Em tempos tão rarefeitos de afetos e tão cheios de medo que nem esses de agora, ver uma figura como a de Thelma na preferência do entretenimento de televisão na maior emissora do Brasil é um alento. Mas mais lindo que o resultado é o que há por trás dele.

Quantos mutirões emocionantes foram puxados nas redes sociais! Preta Gil, Iza, Thaís Araújo, Lázaro Ramos, Jennifer Nascimento, Majur, Cris Vianna, Maju Coutinho e tantas outras referências do povo preto unidas em prol da vitória de Thelma foi algo lindo de ver. E aconteceu justo na edição mais assistida da história do BBB, na que bateu recordes de votação (teve paredão com 1,5 BILHÃO de votos) e na que os conflitos raciais e de gênero mais afloraram.

A vitória da Thelma é da Thelma, claro. Mérito todo dela. Pelo que foi. Pelo que representou. Pelo modo como se colocou. Mas é também uma vitória coletiva do povo preto, a quem tanto esse país deve e faz questão de ignorar. Do povo preto e, sobretudo, das mulheres pretas. Porque essa vitória carrega consigo milhões de mulheres pretas que todo dia são desacreditadas e achincalhadas. Vistas apenas como subalternas ou uma bunda na televisão.

Pra muitas, diferente de Thelma, o único desfecho foi/é morar em subúrbio e trabalhar como empregada doméstica expondo-se ao coronavírus porque a patroa branca do bairro nobre não a libera do expediente nem no auge da pandemia. É não poder terminar o estudo básico. Faculdade, então, é pra lá de artigo de luxo. É ser largada pelo marido, que só assume socialmente a parceira branca. É crescer sem ter em quem se espelhar. Representatividade zero.

Thelma ganhou o programa na raça. Literalmente. E, às vezes, dolorosamente – no corpo e na alma. Mas é agora pra muita menina preta que mora em favela a prova de que é possível ser quem se quer ser.
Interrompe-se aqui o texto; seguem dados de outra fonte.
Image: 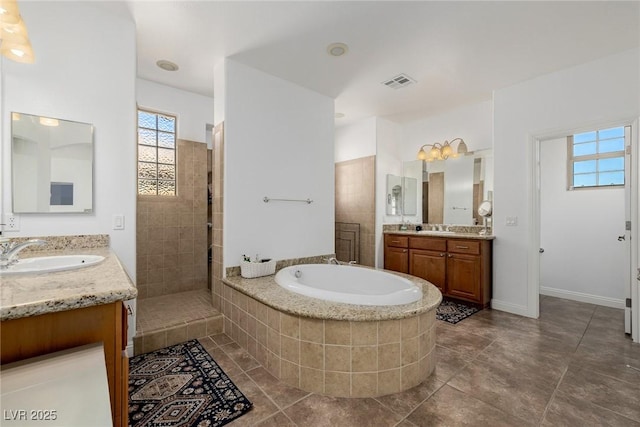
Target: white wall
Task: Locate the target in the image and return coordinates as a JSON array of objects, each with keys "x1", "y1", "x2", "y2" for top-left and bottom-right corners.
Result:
[
  {"x1": 2, "y1": 2, "x2": 136, "y2": 281},
  {"x1": 492, "y1": 49, "x2": 640, "y2": 317},
  {"x1": 376, "y1": 117, "x2": 402, "y2": 268},
  {"x1": 335, "y1": 117, "x2": 377, "y2": 163},
  {"x1": 540, "y1": 138, "x2": 629, "y2": 308},
  {"x1": 224, "y1": 60, "x2": 335, "y2": 267},
  {"x1": 136, "y1": 78, "x2": 214, "y2": 143}
]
Quem se sonha ser. Mesmo quando toda adversidade cruza o nosso caminho.

Antes de vencer o BBB, Thelma já havia escapado de inúmeras estatísticas do povo preto. O que mais morre. O que mais mata. O que mais está desempregado. O que mais está no sistema penitenciário. O que mais precisa do auxílio emergencial do governo. O que mais vive em situação de rua. O que mais vive abaixo da linha da miséria. E tantas outras barbaridades invisíveis.
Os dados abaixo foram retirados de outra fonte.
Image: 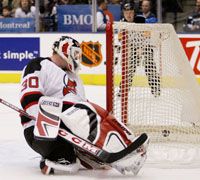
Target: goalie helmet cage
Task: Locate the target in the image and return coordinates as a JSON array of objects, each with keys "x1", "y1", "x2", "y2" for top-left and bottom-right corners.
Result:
[{"x1": 106, "y1": 22, "x2": 200, "y2": 167}]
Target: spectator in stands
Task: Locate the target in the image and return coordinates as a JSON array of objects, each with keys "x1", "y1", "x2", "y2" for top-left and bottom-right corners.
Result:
[
  {"x1": 183, "y1": 0, "x2": 200, "y2": 33},
  {"x1": 57, "y1": 0, "x2": 76, "y2": 5},
  {"x1": 15, "y1": 0, "x2": 35, "y2": 18},
  {"x1": 2, "y1": 0, "x2": 20, "y2": 14},
  {"x1": 121, "y1": 0, "x2": 145, "y2": 23},
  {"x1": 139, "y1": 0, "x2": 158, "y2": 23},
  {"x1": 97, "y1": 0, "x2": 110, "y2": 31},
  {"x1": 0, "y1": 6, "x2": 12, "y2": 18},
  {"x1": 0, "y1": 0, "x2": 3, "y2": 16},
  {"x1": 119, "y1": 0, "x2": 161, "y2": 97},
  {"x1": 109, "y1": 0, "x2": 121, "y2": 4},
  {"x1": 40, "y1": 0, "x2": 57, "y2": 32}
]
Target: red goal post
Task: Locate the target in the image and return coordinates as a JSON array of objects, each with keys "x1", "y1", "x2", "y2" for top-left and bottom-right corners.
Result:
[{"x1": 106, "y1": 22, "x2": 200, "y2": 167}]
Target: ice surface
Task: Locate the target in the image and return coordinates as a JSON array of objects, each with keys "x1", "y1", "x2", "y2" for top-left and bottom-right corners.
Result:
[{"x1": 0, "y1": 84, "x2": 200, "y2": 180}]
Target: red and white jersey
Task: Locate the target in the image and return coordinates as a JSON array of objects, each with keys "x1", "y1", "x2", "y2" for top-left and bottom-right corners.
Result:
[{"x1": 20, "y1": 58, "x2": 87, "y2": 128}]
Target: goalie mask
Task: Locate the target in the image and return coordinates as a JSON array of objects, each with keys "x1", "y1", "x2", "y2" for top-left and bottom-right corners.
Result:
[{"x1": 52, "y1": 36, "x2": 82, "y2": 73}]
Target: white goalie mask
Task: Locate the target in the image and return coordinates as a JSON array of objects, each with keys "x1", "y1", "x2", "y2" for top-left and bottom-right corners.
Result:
[{"x1": 52, "y1": 36, "x2": 82, "y2": 73}]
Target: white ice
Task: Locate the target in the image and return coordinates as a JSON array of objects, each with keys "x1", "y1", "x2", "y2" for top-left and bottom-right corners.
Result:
[{"x1": 0, "y1": 84, "x2": 200, "y2": 180}]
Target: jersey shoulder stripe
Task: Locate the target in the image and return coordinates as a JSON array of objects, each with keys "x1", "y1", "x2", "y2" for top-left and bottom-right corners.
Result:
[
  {"x1": 20, "y1": 91, "x2": 43, "y2": 110},
  {"x1": 23, "y1": 57, "x2": 51, "y2": 78}
]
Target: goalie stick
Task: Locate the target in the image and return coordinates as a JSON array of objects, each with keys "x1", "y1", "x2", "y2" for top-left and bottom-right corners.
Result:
[{"x1": 0, "y1": 98, "x2": 148, "y2": 164}]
A despeito de todo o racismo, machismo e misoginia que sofreu nos ataques covardes de pessoas covardes que se escondem no sigilo das redes sociais, Thelma fez jus a todos os significados do próprio nome. Foi amável, amorosa, protetora decidida, protetora corajosa e, para quem acredita, “aquela que está sob a proteção de deus.”

Numa edição cujos embates raciais e de gênero foram recorrentes, a vitória de Thelminha é o resultado mais coerente. Prevaleceu o bom senso. É ela a cara dessa edição, e não – nunca – uma pseudosalvadora de africanos nem uma garota que acha que cor de pele branca faz um casal ser bonito e harmônico. É Thelma, preta, cabelo sarará, sambista, médica, com sorriso farto e uma vida inteira de superação a dona da porra toda.

“A ficha não caiu ainda. Eu tô vivendo um sonho. Por isso, o que posso dizer é que não desistam dos seus sonhos, por mais difíceis que eles possam parecer”. Foram essas as primeiras palavras da mais nova milionária brasileira.